In the early 17th century, the Wyandots had settled near Detroit, but soon fell into conflict with the neighbouring Ottawas. In 1739, the Wyandot fearing for their lives, Orontony and two other leaders requested resettlement nearer the centre of New France and in 1740, Orontony pressed the request to Governor of New France Charles de la Boische, Marquis de Beauharnois in person. The authorities hesitated to act and some Wyandots made a unilateral relocation to "Little Lake Sandusky" (Sandusky Bay, near the later city of Sandusky, Ohio). There, they came under the influence of British traders and of an established mixed ethnic population, including Haudenosaunee, settled on the Cuyahoga River, near present Cleveland, Ohio.

Increasing economic exploitation was bringing pressure and conflict to the region and the French sought to protect their assets against non-French traders, especially those from Pennsylvania. The tensions were exacerbated by Orontony's mistrust of the French. The outbreak of King George's War in 1744 sparked open conflict and, in the spring of 1747 five French traders returning to Detroit were killed near Cuyahoga. Orontony's band were implicated, and the commander at Detroit, Paul-Joseph le Moyne de Longueuil, Chevalier de Longueuil, reacted in fear of an escalating situation.

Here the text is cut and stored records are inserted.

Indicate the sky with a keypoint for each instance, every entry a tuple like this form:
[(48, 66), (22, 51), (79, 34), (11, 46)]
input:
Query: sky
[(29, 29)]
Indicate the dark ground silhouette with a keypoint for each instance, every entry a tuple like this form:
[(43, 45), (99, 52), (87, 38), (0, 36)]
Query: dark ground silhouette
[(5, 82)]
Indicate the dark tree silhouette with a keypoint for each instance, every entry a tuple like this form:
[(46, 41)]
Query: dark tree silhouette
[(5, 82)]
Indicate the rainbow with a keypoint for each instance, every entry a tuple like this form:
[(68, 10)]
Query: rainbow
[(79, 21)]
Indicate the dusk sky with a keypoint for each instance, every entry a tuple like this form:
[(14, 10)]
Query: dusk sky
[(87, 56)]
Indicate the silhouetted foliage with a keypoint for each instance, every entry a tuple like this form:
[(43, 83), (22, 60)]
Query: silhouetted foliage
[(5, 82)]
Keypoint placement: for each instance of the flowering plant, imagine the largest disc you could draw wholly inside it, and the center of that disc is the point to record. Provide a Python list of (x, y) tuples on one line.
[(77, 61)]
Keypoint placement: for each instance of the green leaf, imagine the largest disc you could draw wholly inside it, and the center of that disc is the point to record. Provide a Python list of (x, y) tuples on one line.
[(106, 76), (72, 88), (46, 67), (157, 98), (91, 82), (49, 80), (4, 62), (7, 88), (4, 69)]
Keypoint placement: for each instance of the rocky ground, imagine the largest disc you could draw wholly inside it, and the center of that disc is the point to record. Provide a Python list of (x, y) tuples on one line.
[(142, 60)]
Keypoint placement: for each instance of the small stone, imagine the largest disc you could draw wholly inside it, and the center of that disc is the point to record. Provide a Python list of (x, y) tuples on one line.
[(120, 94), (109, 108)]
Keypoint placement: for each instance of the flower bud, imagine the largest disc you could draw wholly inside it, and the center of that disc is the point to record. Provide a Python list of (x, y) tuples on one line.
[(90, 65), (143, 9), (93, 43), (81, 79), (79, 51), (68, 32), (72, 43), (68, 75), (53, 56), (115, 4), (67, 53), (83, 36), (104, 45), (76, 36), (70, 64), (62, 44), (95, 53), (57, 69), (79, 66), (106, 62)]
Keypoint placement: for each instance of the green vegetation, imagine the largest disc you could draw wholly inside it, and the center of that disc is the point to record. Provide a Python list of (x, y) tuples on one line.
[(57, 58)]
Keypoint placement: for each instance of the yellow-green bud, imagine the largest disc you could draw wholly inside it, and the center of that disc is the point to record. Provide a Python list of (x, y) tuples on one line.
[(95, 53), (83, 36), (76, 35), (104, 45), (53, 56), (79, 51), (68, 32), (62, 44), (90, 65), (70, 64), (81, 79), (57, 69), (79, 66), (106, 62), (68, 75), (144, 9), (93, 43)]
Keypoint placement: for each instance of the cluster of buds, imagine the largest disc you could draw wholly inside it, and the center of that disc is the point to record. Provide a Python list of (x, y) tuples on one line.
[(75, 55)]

The British intervened to encourage Orontony's band, George Croghan calling upon Pennsylvania for support. In November ten Haudenosaunee warriors from the Ohio, responded and the government of Pennsylvania voted them a present of GBP 150 and one of GBP 50 for the band at Cuyahoga. The Haudenosaunee's declaration had fallen short of open war on the French but the garrison at Detroit was fearful. Orontony drew sympathy from Mikinak, and the Potawatomis and Ojibwas and relationships with the French became increasingly strained and disrupted. The British traders continued to court Orontony at Sandusky and he incited the Miamis to destroy a French trading post. Orontony then conducted a mission to Detroit exhorting peace. However, while there, a party of Indians killed three Frenchmen near the fort and then took refuge on Bois Blanc Island.

Detroit was strengthened by a convoy of reinforcements in September 1747 but to no avail. Orontony destroyed the fort and resettled his band at Coshocton, Ohio. The remainder went farther east to build a new town at Kuskusky, near modern New Castle, Pennsylvania. Orontony and his peers were further courted, among others by Pennsylvanian agent Conrad Weiser in 1748. However, the agents failed to realise when Anglo-French hostilities ceased or when Orontony himself died, probably around 1750 as the victim of a smallpox epidemic.